A colleague recently approached me about some cyclical etcd memory usage on their OpenShift clusters. The pattern appeared to be a “sawtooth” or “run and jump” pattern when looking at the etcd memory utilization graphs. The pattern happened every two hours where over the course of the two hours memory usage would gradually increase and then roughly at the two hour mark would abruptly drop back down to a more baseline level before repeating. My colleague wanted to understand why this behavior was occurring and what was causing the memory to be freed. In order to answer this question we first need to explore a little more about etcd and what things impact memory utilization and allow for free pages to be returned.
Etcd’s datastore is built on top of a fork of BoltDB called BBoltDB. Bolt is a key-value store that writes its data into a single memory mapped file which enables the underlying operating system to handle how data is cached and how much of the file remains in memory. The underlying data structure for Bolt is B+ tree consisting of 4kb pages that are allocated as they are needed. It should be noted that Bolt is very good with sequential writes but weak with random writes. This will make more sense further in this discussion.
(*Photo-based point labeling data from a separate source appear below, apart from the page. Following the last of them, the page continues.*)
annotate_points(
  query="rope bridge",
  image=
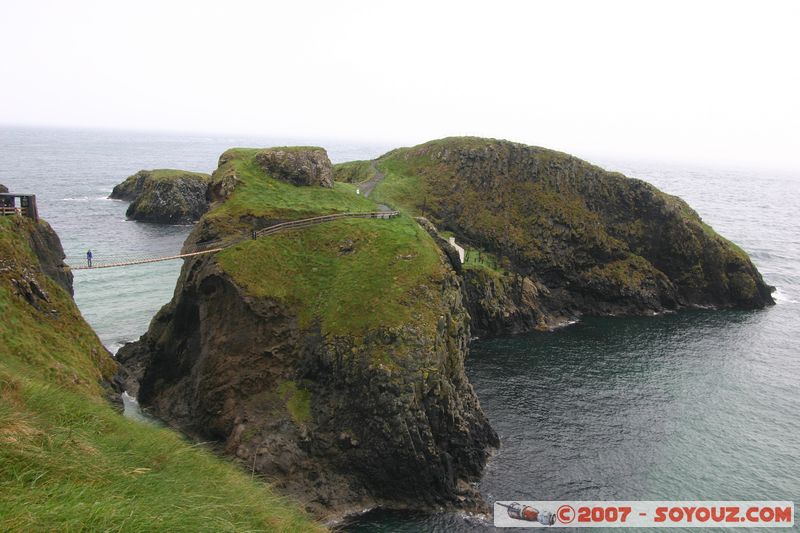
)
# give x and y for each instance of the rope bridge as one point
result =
(213, 247)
Circling back to my colleague's problem, I initially thought maybe a compaction job every two hours was the cause of his “sawtooth” graph of memory usage. However it was confirmed that his compaction job was configured to run every 5 minutes. This obviously did not correlate to the behavior we were seeing in the graphs.
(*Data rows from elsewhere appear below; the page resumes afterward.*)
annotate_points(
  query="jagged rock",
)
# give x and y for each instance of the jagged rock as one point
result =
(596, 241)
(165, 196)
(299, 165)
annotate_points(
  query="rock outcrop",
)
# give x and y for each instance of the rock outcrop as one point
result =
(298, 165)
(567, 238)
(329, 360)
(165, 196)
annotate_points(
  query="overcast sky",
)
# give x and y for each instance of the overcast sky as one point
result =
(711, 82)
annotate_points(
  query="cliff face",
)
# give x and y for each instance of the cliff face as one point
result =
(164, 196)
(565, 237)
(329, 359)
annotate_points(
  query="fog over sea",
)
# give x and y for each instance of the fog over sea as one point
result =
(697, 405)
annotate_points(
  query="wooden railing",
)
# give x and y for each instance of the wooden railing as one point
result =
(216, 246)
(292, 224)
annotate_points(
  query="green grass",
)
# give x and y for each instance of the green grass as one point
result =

Then as I was looking through documentation about etcd I recalled that Raft with all of its responsibilities in etcd also does a form of compaction. If we recall from above I indicated Raft has a log which contains indexes which just happens to be memory resident. In etcd there is a configuration option called snapshot-count which controls the number of applied Raft entries to hold in memory before compaction executes. In versions of etcd before v.3.2 that count was 10k but in v3.2 or greater the value has been set to 100k so ten times the amount of entries. When the snapshot count on the leader server is reached the snapshot data is persisted to disk and then the old log is truncated. If a slow follower requests logs before a compacted index is complete the leader will send a snapshot for the follower to just overwrite its state. This was exactly the explanation for the behavior we were seeing.